Ein Aufzug wurde erst 2011 ausgetauscht

Im Stuttgarter Norden sind die Aufzüge der Bahn in diesem Jahr bislang nur selten außer Betrieb gewesen. Während in Weil­imdorf eine Rampe für den barrierefreien Zugang zu den Bahnsteigen sorgt und Feuerbach erst 2014 mit zwei Aufzügen rechnen kann, stehen in Zuffenhausen und Neuwirtshaus jeweils zwei Lifte für die Bahnkunden bereit. „Die beiden Aufzüge in Neuwirtshaus laufen weitestgehend störungsfrei“, sagt Birgit Januschke. In Zuffenhausen hätte man allerdings in diesem Jahr schon den einen oder anderen Ausfall verzeichnen müssen. „Bei dem Aufzug, der auch auf den Hochbahnsteig fährt, gab es 2012 bislang sieben Störungen, die aber jeweils in ein bis zwei Tagen behoben werden konnten“, sagt die Bahnsprecherin. Der zweite Lift, der für einen barrierefreien Zugang zu den Gleisen 4 und 5 sorgt, sei in diesem Jahr zwei Mal außer Betrieb gewesen – insgesamt für etwa acht Tage. „Diesen Aufzug haben wir im vergangenen Jahr erst für rund 120 000 Euro erneuert“, sagt Birgit Januschke. Die Liftanlage verfüge nun über eine energieeffiziente Antriebs- und Steuerungstechnik sowie Vandalismus resistente Türen und Bedienelemente. „Wir haben im vergangenen Jahr damit begonnen, unsere alten Aufzüge aus den Jahren 1997 und 1998 auszutauschen. Insgesamt waren es in ganz Baden-Württemberg 18 Anlagen an elf Bahnhöfen.“ Allerdings müssen die Kunden im Rahmen der Erneuerungsmaßnahmen dann mehrere Wochen und Monate auf den Aufzug verzichten. In Zuffenhausen war der Lift vom 27. Juli bis 7. November vergangenen Jahres außer Betrieb.
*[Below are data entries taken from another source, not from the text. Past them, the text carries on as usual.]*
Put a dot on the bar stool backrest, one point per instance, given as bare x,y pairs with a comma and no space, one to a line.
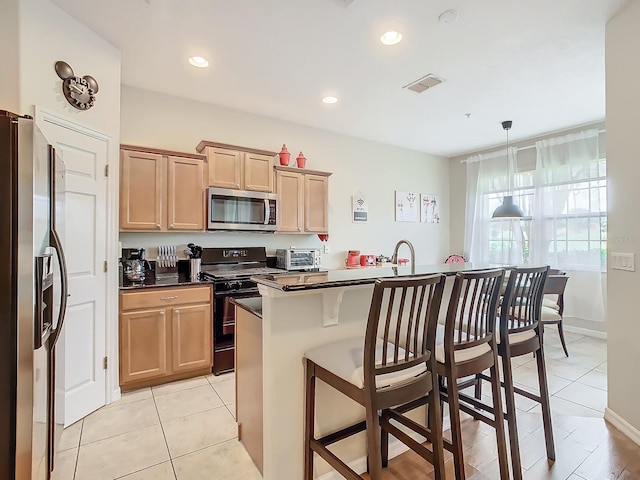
522,300
472,310
402,324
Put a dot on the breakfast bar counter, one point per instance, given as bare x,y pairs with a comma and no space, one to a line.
301,311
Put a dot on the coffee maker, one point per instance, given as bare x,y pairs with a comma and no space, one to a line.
135,266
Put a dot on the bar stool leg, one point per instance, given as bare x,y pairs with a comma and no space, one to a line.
384,447
456,433
561,332
499,420
373,443
544,401
516,463
435,426
310,401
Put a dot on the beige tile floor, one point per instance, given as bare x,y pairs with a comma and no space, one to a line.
183,430
186,430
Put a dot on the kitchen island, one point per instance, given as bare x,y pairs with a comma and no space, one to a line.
300,311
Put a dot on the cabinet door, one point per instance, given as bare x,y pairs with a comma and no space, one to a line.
225,168
142,187
290,187
316,189
258,172
185,194
192,337
143,345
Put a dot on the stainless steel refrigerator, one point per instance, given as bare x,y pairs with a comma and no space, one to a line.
33,297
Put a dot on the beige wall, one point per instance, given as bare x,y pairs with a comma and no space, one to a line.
162,121
623,132
9,56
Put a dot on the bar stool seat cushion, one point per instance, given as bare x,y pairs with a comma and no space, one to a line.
345,359
548,313
552,304
517,337
460,355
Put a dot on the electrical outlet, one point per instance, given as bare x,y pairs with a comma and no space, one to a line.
623,261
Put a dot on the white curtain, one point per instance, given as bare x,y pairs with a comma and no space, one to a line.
569,218
487,184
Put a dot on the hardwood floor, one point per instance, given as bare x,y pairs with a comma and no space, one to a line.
587,448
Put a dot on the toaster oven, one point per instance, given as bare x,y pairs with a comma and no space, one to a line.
298,258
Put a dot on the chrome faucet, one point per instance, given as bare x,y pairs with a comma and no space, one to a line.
394,257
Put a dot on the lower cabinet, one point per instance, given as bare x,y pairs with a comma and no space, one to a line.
165,335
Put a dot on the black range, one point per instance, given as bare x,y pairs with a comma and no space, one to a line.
230,270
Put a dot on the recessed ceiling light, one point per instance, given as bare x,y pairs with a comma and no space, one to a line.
199,62
449,16
391,38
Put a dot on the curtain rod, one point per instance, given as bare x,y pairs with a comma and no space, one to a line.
464,160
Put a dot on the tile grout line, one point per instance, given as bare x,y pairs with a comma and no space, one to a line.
173,468
75,467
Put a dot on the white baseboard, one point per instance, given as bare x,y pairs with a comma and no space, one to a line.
621,424
396,447
584,331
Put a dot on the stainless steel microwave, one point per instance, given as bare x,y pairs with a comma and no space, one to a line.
241,210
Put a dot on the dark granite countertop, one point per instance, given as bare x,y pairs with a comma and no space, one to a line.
359,276
152,282
252,305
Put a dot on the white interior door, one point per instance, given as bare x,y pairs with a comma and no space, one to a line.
80,373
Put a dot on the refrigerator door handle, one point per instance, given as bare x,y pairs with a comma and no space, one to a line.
64,286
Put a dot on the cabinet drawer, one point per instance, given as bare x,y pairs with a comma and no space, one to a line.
164,297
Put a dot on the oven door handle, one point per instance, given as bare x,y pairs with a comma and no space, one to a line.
237,294
267,211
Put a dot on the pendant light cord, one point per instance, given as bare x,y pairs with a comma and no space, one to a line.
508,166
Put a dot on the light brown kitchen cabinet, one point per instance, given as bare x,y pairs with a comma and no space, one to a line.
166,334
142,199
238,168
316,196
161,190
290,189
143,341
192,347
303,200
185,193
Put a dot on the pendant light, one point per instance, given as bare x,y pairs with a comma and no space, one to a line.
508,210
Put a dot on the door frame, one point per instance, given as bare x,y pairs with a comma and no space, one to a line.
112,381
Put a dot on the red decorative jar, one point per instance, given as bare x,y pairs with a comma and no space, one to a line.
284,155
302,161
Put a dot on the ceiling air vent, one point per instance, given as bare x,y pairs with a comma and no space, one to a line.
423,83
345,3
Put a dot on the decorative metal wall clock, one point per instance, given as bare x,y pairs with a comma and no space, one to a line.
80,92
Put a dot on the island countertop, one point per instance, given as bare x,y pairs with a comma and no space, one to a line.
360,276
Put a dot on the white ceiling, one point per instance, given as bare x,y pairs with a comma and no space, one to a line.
539,63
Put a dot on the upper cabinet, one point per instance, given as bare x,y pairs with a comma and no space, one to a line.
161,190
303,200
238,168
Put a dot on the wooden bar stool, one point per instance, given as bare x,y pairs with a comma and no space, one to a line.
552,310
466,347
521,333
378,373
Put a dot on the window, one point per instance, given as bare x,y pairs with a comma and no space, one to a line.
564,198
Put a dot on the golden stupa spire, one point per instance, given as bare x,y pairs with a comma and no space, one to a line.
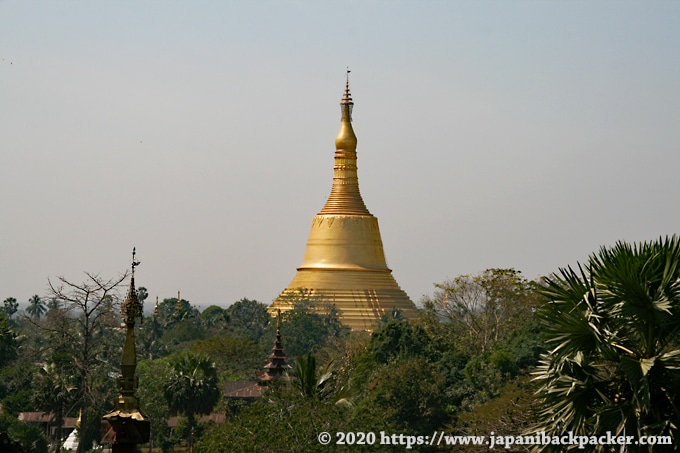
127,425
344,263
345,197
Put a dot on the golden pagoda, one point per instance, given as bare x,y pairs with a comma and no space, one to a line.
344,263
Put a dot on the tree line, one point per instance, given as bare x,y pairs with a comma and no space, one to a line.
591,349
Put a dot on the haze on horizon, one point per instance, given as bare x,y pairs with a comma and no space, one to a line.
491,134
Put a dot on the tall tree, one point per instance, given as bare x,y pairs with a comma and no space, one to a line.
81,332
36,307
10,306
8,341
247,319
613,333
192,388
483,308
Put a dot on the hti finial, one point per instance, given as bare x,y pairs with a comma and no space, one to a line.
347,98
134,263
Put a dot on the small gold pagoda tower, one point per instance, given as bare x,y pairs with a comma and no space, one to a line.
344,263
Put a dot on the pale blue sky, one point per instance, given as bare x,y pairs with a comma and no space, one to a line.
491,134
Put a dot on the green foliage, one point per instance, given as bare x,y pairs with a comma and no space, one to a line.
154,376
247,319
512,412
36,307
280,422
308,381
29,437
8,341
409,394
484,309
612,331
9,307
308,328
192,388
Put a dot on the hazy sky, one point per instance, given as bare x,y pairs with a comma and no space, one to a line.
521,134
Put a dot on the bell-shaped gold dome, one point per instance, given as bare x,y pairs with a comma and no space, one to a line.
344,263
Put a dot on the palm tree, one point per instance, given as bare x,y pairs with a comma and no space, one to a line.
192,388
613,334
36,307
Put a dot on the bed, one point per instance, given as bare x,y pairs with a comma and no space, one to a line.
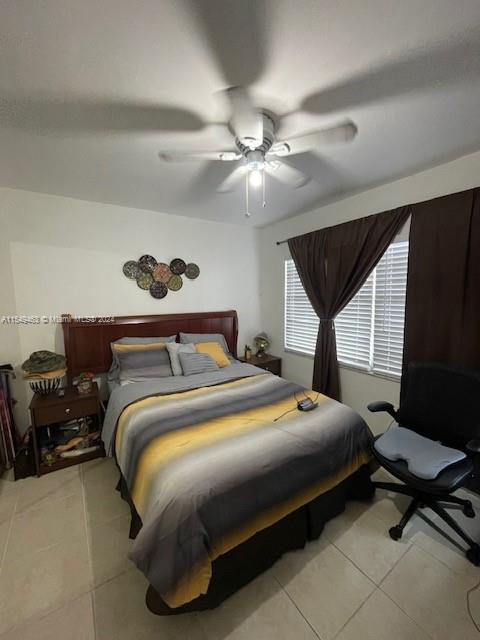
222,473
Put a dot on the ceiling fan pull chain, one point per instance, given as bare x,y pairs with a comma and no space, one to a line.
247,213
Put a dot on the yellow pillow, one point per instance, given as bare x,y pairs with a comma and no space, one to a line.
215,351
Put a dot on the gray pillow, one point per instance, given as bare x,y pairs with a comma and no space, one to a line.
114,371
174,349
205,337
193,363
154,362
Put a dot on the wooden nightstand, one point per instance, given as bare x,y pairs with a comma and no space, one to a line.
267,362
52,410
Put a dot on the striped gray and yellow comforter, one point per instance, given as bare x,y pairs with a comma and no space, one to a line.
209,467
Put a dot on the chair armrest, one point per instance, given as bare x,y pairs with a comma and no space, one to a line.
381,405
473,445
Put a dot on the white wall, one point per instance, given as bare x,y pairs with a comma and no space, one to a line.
357,388
60,255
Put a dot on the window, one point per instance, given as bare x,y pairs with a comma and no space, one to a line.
369,330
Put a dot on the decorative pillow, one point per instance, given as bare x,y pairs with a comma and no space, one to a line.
143,359
174,349
215,351
196,338
114,371
193,363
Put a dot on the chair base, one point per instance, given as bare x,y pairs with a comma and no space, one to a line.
419,500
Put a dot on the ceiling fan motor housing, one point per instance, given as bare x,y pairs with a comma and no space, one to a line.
256,157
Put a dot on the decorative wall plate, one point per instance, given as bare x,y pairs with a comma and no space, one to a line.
145,280
175,283
162,272
147,263
131,269
192,271
159,277
178,266
158,290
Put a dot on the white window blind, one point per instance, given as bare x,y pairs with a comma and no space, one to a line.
389,310
369,331
301,321
353,327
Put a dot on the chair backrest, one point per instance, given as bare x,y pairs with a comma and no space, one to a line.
442,403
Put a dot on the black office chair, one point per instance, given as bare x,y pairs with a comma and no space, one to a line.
441,403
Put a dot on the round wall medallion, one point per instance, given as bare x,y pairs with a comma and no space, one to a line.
145,280
162,272
158,290
147,263
192,270
131,269
175,283
178,266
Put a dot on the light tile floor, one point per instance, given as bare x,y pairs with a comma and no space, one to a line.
65,574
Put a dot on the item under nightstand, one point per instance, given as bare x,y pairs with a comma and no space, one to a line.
267,362
66,429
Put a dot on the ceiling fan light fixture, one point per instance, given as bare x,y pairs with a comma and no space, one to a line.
255,177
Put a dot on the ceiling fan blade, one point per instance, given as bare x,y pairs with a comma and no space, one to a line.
247,122
230,181
287,174
314,140
236,32
179,156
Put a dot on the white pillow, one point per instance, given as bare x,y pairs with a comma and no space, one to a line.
174,348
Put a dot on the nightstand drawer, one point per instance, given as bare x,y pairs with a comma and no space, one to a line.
273,367
65,411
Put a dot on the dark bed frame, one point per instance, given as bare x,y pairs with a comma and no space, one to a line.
87,348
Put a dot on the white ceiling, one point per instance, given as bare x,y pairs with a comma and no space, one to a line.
91,91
Doch was kann der Bahnkunde tun, wenn der Aufzug nicht funktioniert? „An den Lifttüren steht eine Service-Telefonnummer, die man wählen kann. Dort ist rund um die Uhr jemand zu erreichen. Die Mitarbeiter können helfen. Das gilt vor allem für Rollstuhlfahrer“, sagt Birgit Januschke. „Leider müssen alle anderen in solchen Fällen die Treppe nutzen.“

Dass die Aufzüge in den vergangenen Jahren immer häufiger mutwillig außer Gefecht gesetzt werden und auch der Müll immer öfter in den Liften liegen bleibt, sei ein grundlegendes gesellschaftliches Problem, sagt Birgit Januschke: „Die Bahnhöfe und Aufzüge müssen täglich geputzt werden. Die Glasreinigung in den Aufzugskabinen selbst wird je nach Bedarf erledigt.“ Vor allem während des Festbetriebs auf dem Cannstatter Wasen müsse dies aber häufiger passieren, wenn die Aufzüge auch mal als Toilette missbraucht werden.